А Лотар-то какое представление устроил. Как будто тоскует и мучается по-настоящему. Но Марианна уже умела отличать искренность от фальши. Этому ее научил бретонский язык. Марианна не понимала слов, но безошибочно улавливала таящиеся за ними чувства.
А у Лотара за проникновенными речами не скрывалось ничего. «Я люблю тебя!» Он ни разу ей этого не говорил. А когда наконец произнес, будто выдал второсортную копию чувства — вроде поддельной сумочки от «Диор».
Торопливо вернувшись в комнату и даже не высушив волосы после душа, она увидела Янна: тот сидел на постели с ничего не выражающим лицом.
— У тебя есть муж.
Марианна не ответила. Ей надо было побыстрее собраться. Как можно быстрее. Потертый коричневый кожаный чемодан, который она нашла в гардеробе на антресоли, легко открылся. Марианна стала поспешно засовывать туда свою одежду, изразец и остальные вещи.
— Он тебя любит?
— Не знаю.
Она быстро натянула штаны и свитер и спрятала влажные волосы под беретом.
— Куда ты? К нему?
Марианна не ответила. У нее не было ответов на эти вопросы; она знала лишь, что отсюда надо бежать. Прочь от Янна, от которого она скрыла, кто она и откуда; которому не нашла в себе силы сказать, что она всего лишь старушка из Целле, бесцветная и ничем не примечательная, и что не такую он заслуживает.
Она внушала ему, что свободна, но это было не так.
— Марианн, пожалуйста. Mon amour…
Она прижала указательный палец к его красивым, изящно изогнутым губам. Как он смотрел на нее, без очков, в ярких лучах вечернего солнца!.. Боже мой, только что они занимались любовью, страстно, исполненные жадного вожделения. Только что робко взглядывали друг на друга, ведь в резком свете дня было понятно, что они оба уже не молоды, что они пожилые. Но их чувства остались молодыми, в них жили их прежние желания.

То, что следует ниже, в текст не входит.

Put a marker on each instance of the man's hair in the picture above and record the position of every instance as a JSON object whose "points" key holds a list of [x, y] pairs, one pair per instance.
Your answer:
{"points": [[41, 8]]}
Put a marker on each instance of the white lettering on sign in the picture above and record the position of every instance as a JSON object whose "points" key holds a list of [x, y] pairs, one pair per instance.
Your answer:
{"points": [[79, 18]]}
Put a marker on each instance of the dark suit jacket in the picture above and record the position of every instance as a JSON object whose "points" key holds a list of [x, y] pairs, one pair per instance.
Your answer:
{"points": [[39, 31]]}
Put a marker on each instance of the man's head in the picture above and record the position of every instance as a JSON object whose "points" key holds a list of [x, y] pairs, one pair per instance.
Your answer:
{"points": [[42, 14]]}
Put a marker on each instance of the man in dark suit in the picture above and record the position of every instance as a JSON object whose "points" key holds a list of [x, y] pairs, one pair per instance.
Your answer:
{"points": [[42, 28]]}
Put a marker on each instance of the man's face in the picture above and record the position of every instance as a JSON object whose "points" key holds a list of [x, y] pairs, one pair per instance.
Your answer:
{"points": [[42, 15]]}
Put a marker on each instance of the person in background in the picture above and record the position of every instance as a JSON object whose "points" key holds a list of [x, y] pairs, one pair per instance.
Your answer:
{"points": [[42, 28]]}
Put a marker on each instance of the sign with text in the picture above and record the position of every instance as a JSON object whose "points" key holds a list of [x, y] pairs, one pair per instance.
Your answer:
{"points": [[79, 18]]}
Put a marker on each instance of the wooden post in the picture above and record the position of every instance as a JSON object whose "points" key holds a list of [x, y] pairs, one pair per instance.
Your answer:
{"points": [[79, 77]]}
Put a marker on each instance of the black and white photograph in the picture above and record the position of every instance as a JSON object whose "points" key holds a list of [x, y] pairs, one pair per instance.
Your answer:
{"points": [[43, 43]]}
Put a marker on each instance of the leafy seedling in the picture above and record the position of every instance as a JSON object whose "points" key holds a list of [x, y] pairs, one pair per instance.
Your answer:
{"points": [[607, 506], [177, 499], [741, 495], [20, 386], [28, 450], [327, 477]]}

И вот на Марианну нахлынула волна жгучего стыда.
«Я изменила мужу».
И ей это понравилось. И она бы снова сделала это, если бы смогла. Но это было невозможно.
Ее терзали эти мысли, но высказать их вслух она была не в силах.
Она надела куртку и кеды. А потом схватилась за ручку чемодана.
— Марианн! — Янн встал, совершенно обнаженный, и с глубокой печалью посмотрел на нее.
— Kenavo, Mariann, — тихо произнес Янн и заключил ее в объятия.
Она обхватила этого человека, одержимого ею так, как никогда не был одержим Лотар, никогда, ни жестом, ни словом не дававший ей понять, что она для него незаменима. Янн же одновременно восхищал ее и пугал. Вот так, в испуге, она бросилась вниз по ступенькам прочь из пансиона.
Когда Марианна выбежала на солнце, ее ошеломила вечерняя насыщенность и интенсивность света, воздуха, ярких красок, повсюду — в древесных кронах, в воде… Она бросила взгляд на открытую дверь кухни.
Жанреми. Она должна предупредить Жанреми, что…
С террасы доносился невнятный гул голосов и пояснения телеведущего. Время от времени она различала собственное имя и поняла, что всем о ней уже все известно. Все знают, что она обманщица, беглянка, безумная самоубийца.
Марианна не решалась показаться им на глаза. К ней подбежал котик и принялся тереться о ее ноги. Марианна обошла его и не стала смотреть в его сторону. И тут кот закричал. Он не мяукал и не шипел, он кричал, издавал хриплый вой, словно заставлял свои голосовые связки породить какой-то звук, отдаленно напоминающий человеческий призыв о помощи.
Не отирая слез, туманивших ее взгляд, Марианна двинулась вдоль по узенькой улочке, которая вела ее прочь от порта, прочь от Янна, прочь от кота и прежде всего от Кердрюка.
Марианна шла быстро, не оглядываясь. Чем больше удалялся от нее Кердрюк, тем сильнее ее охватывало чувство, будто ее зашили в мешок и утопили; ей все труднее и труднее становилось дышать. Ей казалось, что она умирает.